The Board also approved a historical marker to educate the public about Miss Addison, a pioneering educator who served as the principal of the Harrison School, Roanoke’s first Black high school. The marker, which will be installed at the corner of Burrell Street and Orange Avenue at the base of the original Lucy Addison High School property, will include the following text:

Lucy Addison (1861-1937)

Lucy Addison, a pioneering educator who served Black students in Roanoke for 41 years, was born in Fauquier Co. to enslaved parents. Educated in Philadelphia, she moved here to teach in 1886. She became principal of the Harrison School in 1917 and expanded its curriculum beyond grade eight, creating Roanoke’s first four-year Black high school. Accredited in 1925, this was among the largest schools for Black students in VA led by a woman. Addison sat on the board of nearby Burrell Memorial Hospital and of the Industrial Home School for Colored Girls in Hanover Co. In 1928, Roanoke opened the 19-classroom Lucy Addison High School, the city’s first public building named for a resident.

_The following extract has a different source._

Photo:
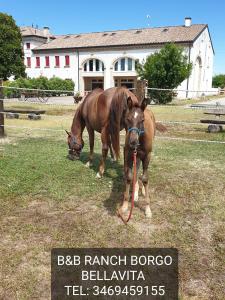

The marker will take several months to manufacture, and a special ceremony will be held in the fall to install the highway marker. DHR creates markers not to “honor” their subjects but rather to educate and inform the public about a person, place, or event of regional, state, or national importance.

Roanoke City Public Schools submitted applications to the VLR and Highway Marker programs, with the School Board and City Council’s unanimous support, as part of commemorative efforts in advance of the opening of the Community Empowerment Center to remember the school division’s history and educate the public for generations to come.